By Jenn Lonzer, Vitals contributor

When neuro-oncologist Dr. Akanksha Sharma first met Dr. Ronnie Mimran he was already deeply familiar with medicine.

Too familiar, perhaps.

Dr. Mimran spent years teaching neurosurgery, most recently as part of Sutter West Bay Medical Group (SWBMG). So, when he saw his scans after a seizure, he understood his diagnosis immediately – glioblastoma.

“I knew exactly what was going to happen,” he says.

But knowing the science of dying and living through it turned out to be very different experiences.

“There’s the tumor itself,” says his wife, Shannon Thomas, chief executive officer at Sutter’s Eden Medical Center in Castro Valley. “And then there’s the psychology of illness. Losing speech. Losing mobility. Losing independence. You can’t prepare for what those things do mentally.”

Over time, the family’s world became increasingly shaped by appointments, scans, medications, side effects, and uncertainty.
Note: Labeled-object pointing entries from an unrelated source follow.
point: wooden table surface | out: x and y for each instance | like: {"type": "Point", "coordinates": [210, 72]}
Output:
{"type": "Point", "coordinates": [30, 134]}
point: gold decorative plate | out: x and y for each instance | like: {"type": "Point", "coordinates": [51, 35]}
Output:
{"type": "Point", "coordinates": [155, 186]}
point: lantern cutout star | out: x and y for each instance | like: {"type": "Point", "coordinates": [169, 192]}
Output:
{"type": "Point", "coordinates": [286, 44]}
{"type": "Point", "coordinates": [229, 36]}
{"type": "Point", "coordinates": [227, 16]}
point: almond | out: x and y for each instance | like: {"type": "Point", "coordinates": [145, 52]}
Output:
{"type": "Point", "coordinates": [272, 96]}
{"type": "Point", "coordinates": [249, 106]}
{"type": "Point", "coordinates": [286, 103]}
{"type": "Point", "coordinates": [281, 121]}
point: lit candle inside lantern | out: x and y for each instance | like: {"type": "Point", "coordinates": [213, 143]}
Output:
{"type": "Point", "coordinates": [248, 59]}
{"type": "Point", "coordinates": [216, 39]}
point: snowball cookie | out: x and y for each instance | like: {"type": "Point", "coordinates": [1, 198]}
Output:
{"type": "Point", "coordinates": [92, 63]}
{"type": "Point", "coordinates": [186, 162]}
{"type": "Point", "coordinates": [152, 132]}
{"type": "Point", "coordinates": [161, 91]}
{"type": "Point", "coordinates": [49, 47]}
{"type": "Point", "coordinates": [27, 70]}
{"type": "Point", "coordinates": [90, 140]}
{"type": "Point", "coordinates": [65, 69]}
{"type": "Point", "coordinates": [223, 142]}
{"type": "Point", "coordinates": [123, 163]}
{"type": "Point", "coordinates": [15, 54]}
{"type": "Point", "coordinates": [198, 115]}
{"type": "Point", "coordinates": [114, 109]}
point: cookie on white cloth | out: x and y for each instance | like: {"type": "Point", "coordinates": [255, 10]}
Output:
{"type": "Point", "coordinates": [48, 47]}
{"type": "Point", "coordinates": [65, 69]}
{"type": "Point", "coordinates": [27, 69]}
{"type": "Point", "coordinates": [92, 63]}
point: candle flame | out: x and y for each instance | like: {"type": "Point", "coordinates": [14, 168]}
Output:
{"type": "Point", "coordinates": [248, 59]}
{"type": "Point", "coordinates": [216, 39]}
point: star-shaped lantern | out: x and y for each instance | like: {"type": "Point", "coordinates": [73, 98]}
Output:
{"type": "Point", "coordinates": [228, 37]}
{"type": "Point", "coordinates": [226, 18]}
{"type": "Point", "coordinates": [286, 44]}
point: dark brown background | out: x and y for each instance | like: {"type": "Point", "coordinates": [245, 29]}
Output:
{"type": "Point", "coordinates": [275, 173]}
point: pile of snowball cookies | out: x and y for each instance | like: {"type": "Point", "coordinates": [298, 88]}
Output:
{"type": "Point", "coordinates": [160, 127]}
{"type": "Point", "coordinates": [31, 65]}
Thomas watched Dr. Mimran’s anxiety build before every MRI.

On His Own Terms

Eventually, Dr. Mimran made the decision to stop treatment and focus instead on symptom management and quality of life.

“It wasn’t a hard decision,” he says.

What surprised everyone – including his doctors – was what happened afterward.

“There was this immediate sense of peace,” Thomas says. “It felt like we could finally enjoy the time we still had.”

Dr. Sharma says the focus of care changed completely.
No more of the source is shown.